Occorre affermare, contestualmente, il principio della
responsabilità dei funzionari per l'attività amministrativa
svolta e, in particolare, per i risultati dell'attività stessa, di
modo che il rispetto della legittimità formale non possa piú
fungere da schermo per inadempienze ed errori sostanziali.
Una amministrazione posta al servizio del pubblico deve rispettare, poi,
regole rigorose nello svolgimento dei suoi compiti. L'attività
amministrativa deve essere non solo imparziale e trasparente, ma anche
tempestiva. Le decisioni devono essere espresse e motivate. Gli amministrati
hanno il diritto di essere informati, di partecipare, di controllare.
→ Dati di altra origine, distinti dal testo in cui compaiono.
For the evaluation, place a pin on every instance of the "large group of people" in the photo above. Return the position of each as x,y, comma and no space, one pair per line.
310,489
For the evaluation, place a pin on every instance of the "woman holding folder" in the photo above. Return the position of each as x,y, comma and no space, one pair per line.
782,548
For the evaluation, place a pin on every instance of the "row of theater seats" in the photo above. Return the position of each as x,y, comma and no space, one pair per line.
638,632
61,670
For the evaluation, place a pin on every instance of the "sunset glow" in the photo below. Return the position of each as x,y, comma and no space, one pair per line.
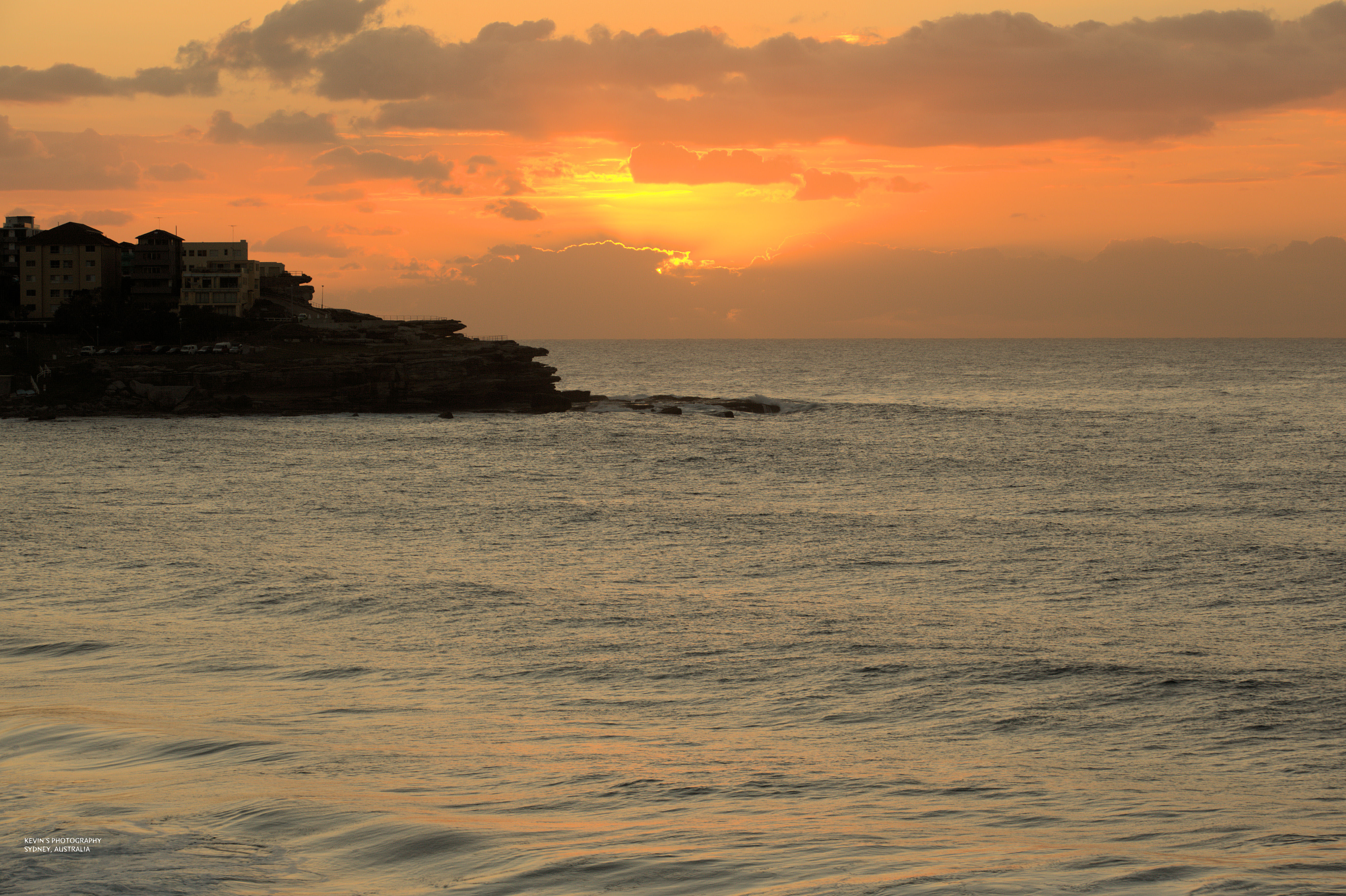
594,171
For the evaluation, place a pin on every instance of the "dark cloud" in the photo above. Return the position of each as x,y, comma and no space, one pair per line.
985,80
176,173
347,165
513,209
54,161
285,44
279,127
670,163
828,185
62,83
310,244
1135,288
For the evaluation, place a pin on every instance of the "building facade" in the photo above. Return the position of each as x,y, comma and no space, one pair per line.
17,228
157,269
56,264
220,278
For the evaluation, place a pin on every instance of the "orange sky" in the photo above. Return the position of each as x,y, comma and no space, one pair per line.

L'amministrazione non puó rifugiarsi nell'inerzia: poiché la
sua inazione puó essere dannosa e illegittima, devono assicurarsi
rimedi sostitutivi.
Sui risultati dell'attività svolta deve esercitarsi il controllo
della Corte dei conti: ai tanti inutili controlli oggi previsti, si deve
sostituire la verifica del raggiungimento effettivo dei fini e degli
obiettivi. La Corte dei conti mantiene alcune delle sue attribuzioni in
materia di contabilità pubblica. L'indipendenza della Corte dei conti
é, infine, garantita e tutelata da un apposito organo, come
già accade per la magistratura ordinaria. Disposizione analoga
é prevista per il Consiglio di Stato.
Anche il sistema di giustizia amministrativa va modificato in
profondità. Si prevede che non possano esservi comportamenti
dell'amministrazione sottratti al controllo del giudice, che la tutela debba
essere efficace, che sia sempre possibile il risarcimento per i danni
provocati dall'amministrazione.
La Commissione Iotti si é pronunciata per l'unificazione della
giurisdizione ordinaria e della giurisdizione amministrativa. Ove tale
orientamento venisse confermato, la proposta prevede comunque che il riparto
di giurisdizione non sia determinato da una norma costituzionale, ma
definito con legge ordinaria e, insieme, che per i giudici chiamati a
controllare l'operato della pubblica amministrazione debbano valere
particolari requisiti di ammissione e criteri di specializzazione. Che i
guasti e le disfunzioni del sistema politico e amministrativo, messi in
evidenza da ultimo dalle inchieste sulla corruzione, non siano piú
sopportabili, né sopportati, dalla collettività é fuor
di dubbio. L'insieme delle norme qui proposte é ispirato
dall'esigenza di elaborare una Costituzione che tenga conto dei bisogni
attuali della società: una Costituzione per domani e non per ieri.